How To Stay Safe Working In The Heat

Top Tips For Staying Cool Working In The Heat

Hot weather has hit most parts of the country and it’s going to get worse as summer wears on. Working on a construction site during the heat of the summer, with asphalt that can reach temperatures of up to 300°F and higher, that can result in serious illness or even death. Workers exposed to extreme heat may experience symptoms of heat-related illnesses (HRI), such as heat cramps, heat rash, heat exhaustion, fainting, heat stroke, and other symptoms. In the worst of cases, even death can occur.

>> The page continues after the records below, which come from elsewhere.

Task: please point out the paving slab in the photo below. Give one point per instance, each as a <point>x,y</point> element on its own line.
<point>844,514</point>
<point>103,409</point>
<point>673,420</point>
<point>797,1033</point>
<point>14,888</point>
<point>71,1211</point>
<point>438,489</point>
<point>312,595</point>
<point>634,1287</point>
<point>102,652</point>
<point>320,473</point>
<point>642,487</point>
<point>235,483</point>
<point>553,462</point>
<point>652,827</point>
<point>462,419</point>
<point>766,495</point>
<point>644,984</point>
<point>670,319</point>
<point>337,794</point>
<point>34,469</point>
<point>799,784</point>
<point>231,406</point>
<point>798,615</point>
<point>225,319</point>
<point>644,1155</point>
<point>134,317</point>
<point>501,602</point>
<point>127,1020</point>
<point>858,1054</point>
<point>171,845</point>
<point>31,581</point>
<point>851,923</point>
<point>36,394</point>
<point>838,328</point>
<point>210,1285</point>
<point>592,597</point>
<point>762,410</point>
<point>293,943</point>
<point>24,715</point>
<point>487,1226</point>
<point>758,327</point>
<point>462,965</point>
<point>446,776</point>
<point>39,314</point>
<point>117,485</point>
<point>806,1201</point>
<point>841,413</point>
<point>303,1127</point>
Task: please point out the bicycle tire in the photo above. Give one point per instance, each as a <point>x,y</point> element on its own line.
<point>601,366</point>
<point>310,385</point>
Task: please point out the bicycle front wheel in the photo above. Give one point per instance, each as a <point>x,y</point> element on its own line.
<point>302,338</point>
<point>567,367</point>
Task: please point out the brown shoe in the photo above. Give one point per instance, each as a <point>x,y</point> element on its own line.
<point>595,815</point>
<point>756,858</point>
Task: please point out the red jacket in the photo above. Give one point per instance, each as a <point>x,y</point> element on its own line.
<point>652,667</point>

This is not news. If you’ve been doing this job long, you know how harsh hot days can be. According to the Department of Occupational Safety and Health (OSH), heat-related illness is also linked to injuries from falls, equipment operation accidents, and other on-the-job incidents. Such incidents can happen when someone with heat stress becomes dizzy, fatigued, confused, or disoriented.

Since heat can lead to other issues and potential incidents, and it can’t be avoided when a job hinges on strict deadlines, it is important that all of the individuals working in the heat take care of themselves to avoid heat illness issues.

Here are just some of the lessons that we’ve had to learn the hard way: 

  1. Hydrate: Drink plenty of proper fluids the night before a workday and continue to drink fluids (i.e., water or sports drinks with electrolytes) throughout the day. One should drink an additional 10% on top of the daily recommended fluid intake.
  2. Take Care of Yourself: Eating a healthy meal and getting a good night’s rest are two good ways for your body to be prepared for the taxing work ahead of it. Take all necessary precautions to make sure that you don’t put your body under any additional stress that it already has to.
  3. Dress Appropriately: Engineered fabric athletic and recreational garments can reduce the heat load on the body. They offer trans-evaporative cooling, UV, and insect protection. Also, make sure to cover your head. A wide-brim hard hat will protect your face from the sun. Add a nape protector or wrap-around sun visor to maximize protection. Always use sunblock on any exposed skin. Having a cooling towel handy also makes cooling yourself down while on the job a breeze.
  4. Know the Warning Signs: Heat-related illnesses range in severity and are not something you should take lightly. The order of seriousness is:

                     a) Heat cramps – Usually stem from poor hydration; take it easy, drink water, put your feet up. these usually occur in your arms, calves, and legs. If this happens, immediately drink something with a lot of electrolytes.

                          b) Heat exhaustion – Knock off for the day, go someplace cool, rehydrate, rest.

                          c) Heatstroke – Call 911 immediately.

5. Don’t Over Do It: In this heat, it’s important to try and pace yourself and the crew, avoid prolonged strenuous exertion, and take frequent breaks.

Employers should be sure workers are trained about the symptoms of heat-related illnesses and their prevention and always monitor workers for signs of illness. 

If at all possible, try to schedule work in the early morning or at night when temperatures aren’t as bad. We know you have deadlines, but the health and safety of your crew is paramount to that. Stay safe out there!